Elsewhere in the report, Swiss Re Public Sector Solutions further noted the financial mechanics of insurance-linked loans, saying, “Catastrophe insurance for sovereign debt does come with a premium. However, Swiss Re has explored plausible scenarios that identify an attractive ‘sweet spot’ where insurance can help meet immediate post-disaster relief needs, save countries millions of dollars after a catastrophe, and bolster creditor confidence.
“An added cost of between 20 to 60 basis points may appear expensive in relative terms, if compared to conditions, particularly of concessional loans. In absolute terms, however, the costs are fully comparable with commitment or standby fees of many contingent loan instruments with an active deferral estimated to cost upwards of 25 basis points; hence, premium cost of an insurance-linked loan with permanent debt relief should not be seen as prohibitive.
“We also examined counterarguments that loan insurance might not provide sufficient recovery relief, especially considering the often-enormous financial burden that materialises following disasters like hurricanes or earthquakes.

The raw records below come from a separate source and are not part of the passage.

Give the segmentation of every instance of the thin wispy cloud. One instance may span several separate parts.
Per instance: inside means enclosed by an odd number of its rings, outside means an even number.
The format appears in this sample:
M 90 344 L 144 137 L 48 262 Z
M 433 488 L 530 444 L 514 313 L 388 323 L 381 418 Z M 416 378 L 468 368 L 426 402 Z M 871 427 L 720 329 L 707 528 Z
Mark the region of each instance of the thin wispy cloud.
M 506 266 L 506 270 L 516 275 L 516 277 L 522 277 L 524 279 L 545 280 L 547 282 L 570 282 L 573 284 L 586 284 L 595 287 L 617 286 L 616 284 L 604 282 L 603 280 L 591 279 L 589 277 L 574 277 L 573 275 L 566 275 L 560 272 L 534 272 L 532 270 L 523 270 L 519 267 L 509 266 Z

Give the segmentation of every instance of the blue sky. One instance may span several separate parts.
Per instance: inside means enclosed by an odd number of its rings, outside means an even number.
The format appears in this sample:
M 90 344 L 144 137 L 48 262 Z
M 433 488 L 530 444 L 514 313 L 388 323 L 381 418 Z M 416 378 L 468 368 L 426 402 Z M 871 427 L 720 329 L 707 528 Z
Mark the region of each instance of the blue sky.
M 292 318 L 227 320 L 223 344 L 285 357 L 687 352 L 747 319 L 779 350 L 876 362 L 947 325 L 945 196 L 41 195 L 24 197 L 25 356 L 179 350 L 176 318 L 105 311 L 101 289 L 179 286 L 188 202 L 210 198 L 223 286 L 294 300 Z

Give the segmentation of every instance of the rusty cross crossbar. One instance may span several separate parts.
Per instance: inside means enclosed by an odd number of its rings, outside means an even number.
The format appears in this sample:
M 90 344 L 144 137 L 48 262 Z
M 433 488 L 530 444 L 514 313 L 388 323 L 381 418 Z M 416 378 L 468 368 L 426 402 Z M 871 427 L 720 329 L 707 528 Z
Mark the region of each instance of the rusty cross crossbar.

“But when you do the simulations, the unencumbered liquidity that insurance can unlock is much more powerful than you’d first expect.
“Take Grenada: an insurance-linked loan, had it been in place when Hurricane Beryl made landfall in 2024, could have freed up money sufficient to cover a significant part of the country’s immediate emergency liquidity needs, based on benchmarks factoring in total recovery costs and GDP.
“Unlike a deferral, there would be genuine risk transfer with permanent debt relief, with no need to modify repayment schedules or increase future installments.
“Insurance-linked loans are not designed to replace risk transfer instruments of larger capacity, such as traditional dedicated insurance solutions like insurance-linked securities, including catastrophe bonds, but they do offer a powerful complement within a strong disaster resilience strategy.”
Thus, drawing on lessons of the past two decades, Swiss Re Public Sector Solutions emphasised that having a range of risk-management options is essential, noting that insurance-linked loans allow borrowers to secure swift, permanent debt relief.
At the same time, all parties to sovereign debt transactions can reportedly benefit from more stable payment schedules and the predictable risk management made possible when loans and insurance coverage are arranged together in a streamlined process.
The co-authors continued, “Such certainty can create a virtuous cycle, as well: safer credit attracts more investors to sovereign lending, while more investors can help improve interest rates and loan terms.
“Collaboration between governments, development banks, and private investors can facilitate greater lending capacity for countries that struggle to access global finance.”
Swiss Re Public Sector Solutions noted that it has been delivering public sector risk-transfer solutions since 2011, and that Insurance-linked loans, as another tool in its resilience-building toolbox, are an ideal fit in this continued effort.
The co-authors concluded, “The concepts behind them are actually not new. Particularly in agriculture, multiperil insurance is often directly bundled with loans necessary to offer the farmers both access to funding and crop protection.
“Still, insurance can play an even larger role in sovereign lending as part of a multi-layered resilience strategy that is scalable and replicable.
“After all, private-sector infrastructure projects would be unthinkable without covers to protect stakeholders from the worst. Risk transfer scaled for sovereign loan programmes offers similar benefits: swift financial support, lower long-term costs, more stable credit relationships, and greater investor confidence.
“By going beyond debt deferrals, insurance-linked loans can create lasting stability, enabling borrowers and creditors to manage growing disaster risks while concurrently building a sturdier, more inclusive global financial system.”